Many think the rotationplasty procedure is new but it was actually developed in the 1920s originally to treat complications of tuberculosis. Rotationplasty works by cutting out the knee and then raising the lower leg, rotating it 180 degrees, and reattaching it. The tibia is being attached to the femur with the heel of the foot located where the knee cap used to be.
The nerves and blood vessels are not cut at all; they are carefully resected and coiled and sewn in under the skin. At this point the ankle, after significant retraining of the brain, acts as the knee and this means the person is a below knee not an above knee amputee.
Having a knee makes a huge difference in what the individual can do, how well they walk, and what sports they can do or do much better. As you can imagine, retraining the brain is no small feat and it is only possible in a human of 15 years of age or younger. The retraining process takes about a year.
Active again
After the procedure, healing, and retraining her brain, Maya returned to gymnastics at age 11 and competed until she was 16. She loves it but stopped then because it became hard on her body and her prosthesis hurt all the time.
Maya’s dream now is “I just want to be able to be active and there’s a lot of things I’ve wanted to get involved with that require running even just playing basketball soccer et cetera that I haven’t been able to do I feel because my prosthetic sockets tend to be too loose to allow that. There’s just so much movement and my limbs have always been very vulnerable to that friction and that movement that the force that it puts on it just doesn’t doesn’t allow me to do these active things for that long.”
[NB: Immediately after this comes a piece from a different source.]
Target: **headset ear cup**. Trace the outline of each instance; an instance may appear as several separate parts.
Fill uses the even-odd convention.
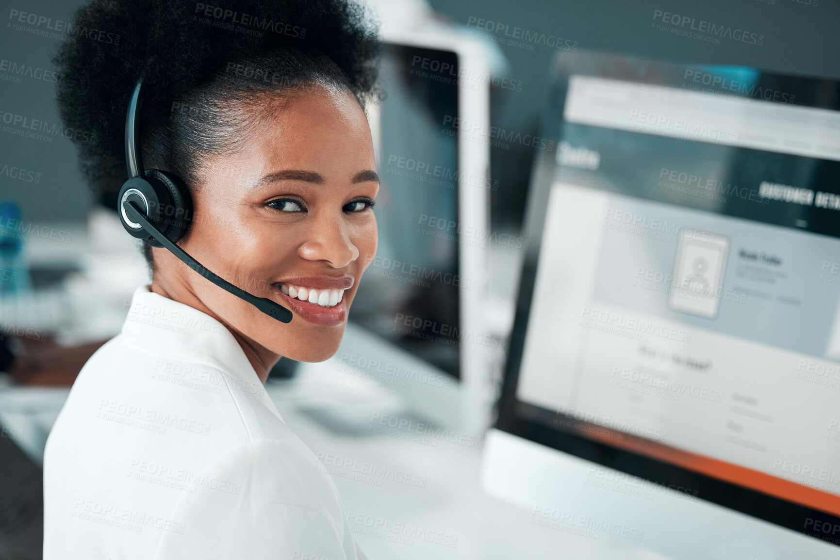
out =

Maya says, “my whole struggle throughout my childhood was I was growing so much and my leg was just constantly changing. We were looking at options but some of these grants are very hard to get and it led my parents to conclude we’ll wait until you’re fully grown and then see if you still want want to be active that level.”
She says, “I have done running with my current leg. I kind of know how to run ok but I can’t tolerate it.”
Once she is fully healed and Bob Emerson of A Step Ahead Prosthetics (WSICF’s prosthetics partner) says she’s ready for a running socket-blade fitting we will move forward.